Harrell's C‐statistic 0.730 (95% CI 0.692–0.769, P<0.001). AL indicates immunoglobulin light chains; ATTR, transthyretin; eGFR, estimated glomerular filtration rate; HR, hazard ratio; LV, left ventricle; NYHA, New York Heart Association.

a

For association of the interaction term between amyloid type and the covariate with the composite end point of all‐cause mortality, heart transplantation or LV assist device after controlling for the other variables in the multivariable model.

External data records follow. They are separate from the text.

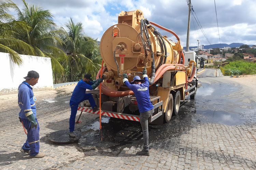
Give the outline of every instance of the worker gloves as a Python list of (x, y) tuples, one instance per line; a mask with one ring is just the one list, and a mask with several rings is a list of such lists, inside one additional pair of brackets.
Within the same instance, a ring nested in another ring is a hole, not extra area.
[(33, 128), (34, 127), (35, 128), (35, 129), (37, 128), (37, 122), (35, 121), (35, 117), (33, 114), (30, 115), (28, 116), (27, 116), (27, 118), (28, 119), (28, 121), (30, 122), (31, 125), (30, 127), (31, 129)]
[(95, 89), (96, 89), (96, 87), (97, 87), (99, 86), (100, 83), (101, 83), (102, 81), (103, 81), (103, 78), (99, 78), (96, 80), (94, 81), (93, 82), (93, 84), (91, 85), (91, 87), (93, 88), (93, 89), (94, 90)]
[(143, 71), (142, 71), (142, 73), (143, 74), (146, 74), (147, 72), (147, 69), (146, 69), (146, 67), (144, 67), (144, 69), (143, 69)]
[(124, 79), (128, 79), (128, 75), (126, 73), (123, 73), (123, 77), (124, 78)]

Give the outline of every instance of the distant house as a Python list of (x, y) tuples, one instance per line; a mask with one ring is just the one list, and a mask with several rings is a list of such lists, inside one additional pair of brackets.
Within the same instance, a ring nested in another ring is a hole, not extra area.
[(251, 57), (251, 58), (254, 58), (254, 54), (253, 54), (250, 53), (243, 53), (243, 54), (244, 55), (244, 56), (245, 56), (246, 55), (248, 55)]
[(222, 59), (221, 57), (216, 58), (213, 59), (213, 62), (221, 62), (222, 60), (222, 61), (225, 61), (227, 60), (227, 58), (222, 58)]
[(226, 53), (225, 54), (225, 57), (232, 57), (234, 55), (234, 54), (230, 53)]

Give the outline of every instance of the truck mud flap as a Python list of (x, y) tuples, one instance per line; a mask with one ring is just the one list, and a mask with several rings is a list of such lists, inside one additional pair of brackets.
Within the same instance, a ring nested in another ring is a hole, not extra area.
[[(81, 112), (96, 114), (100, 114), (99, 111), (97, 111), (95, 112), (93, 112), (91, 107), (79, 107), (77, 110)], [(117, 113), (113, 112), (109, 112), (104, 111), (101, 111), (101, 116), (105, 116), (109, 117), (117, 118), (118, 119), (122, 119), (128, 120), (133, 120), (133, 121), (140, 121), (140, 117), (134, 116), (134, 115), (125, 114), (124, 113)]]

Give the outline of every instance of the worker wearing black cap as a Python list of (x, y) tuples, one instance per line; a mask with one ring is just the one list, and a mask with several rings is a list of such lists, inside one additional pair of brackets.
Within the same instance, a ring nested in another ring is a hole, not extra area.
[(72, 94), (72, 96), (69, 102), (71, 108), (71, 114), (69, 119), (69, 135), (72, 137), (75, 137), (74, 133), (75, 129), (75, 119), (78, 108), (78, 105), (81, 102), (88, 100), (93, 108), (93, 112), (95, 112), (98, 110), (94, 99), (90, 93), (86, 93), (86, 89), (94, 90), (102, 82), (104, 76), (93, 81), (91, 78), (91, 75), (87, 73), (84, 74), (84, 78), (79, 81), (75, 87)]
[(123, 74), (123, 82), (134, 93), (140, 111), (140, 122), (143, 133), (143, 149), (137, 152), (142, 155), (149, 156), (148, 127), (147, 119), (154, 113), (154, 106), (150, 101), (148, 87), (149, 82), (147, 75), (147, 70), (144, 67), (142, 71), (143, 79), (139, 76), (133, 78), (130, 84), (128, 81), (127, 74)]
[(18, 88), (18, 103), (20, 108), (19, 116), (20, 122), (28, 131), (27, 140), (20, 149), (22, 152), (29, 154), (31, 158), (42, 158), (45, 154), (39, 153), (39, 125), (37, 119), (35, 97), (30, 86), (38, 83), (39, 74), (35, 71), (30, 71), (25, 81)]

Survival curves by amyloid subtype are displayed in Figure 3A after adjusting for the covariates in the multivariable model. Figure 3B shows survival curves stratified by subsequent amyloid‐specific treatment. The year of diagnosis was not associated with mortality after adjusting for variables in the multivariable model (hazard ratio 0.979, 95% CI 0.933–1.027, P=0.382). In addition, there was no difference in time to mortality in ATTRm versus ATTRwt (hazard ratio 1.01, 95% CI 0.56–1.80, P=0.979).

Figure 3.

Figure 3

Kaplan–Meier survival curves by amyloid subtype. A, Survival curves by amyloid subtype after adjustment for eGFR, NYHA class ≥III, atrial fibrillation, ejection fraction, LV mass index, deceleration time, and Sokolow voltage index. B, Survival curves stratified by amyloid‐specific treatment. AL indicates immunoglobulin light chains; ATTR, transthyretin; eGFR, estimated glomerular filtration rate; LV, left ventricular; NYHA, New York Heart Association.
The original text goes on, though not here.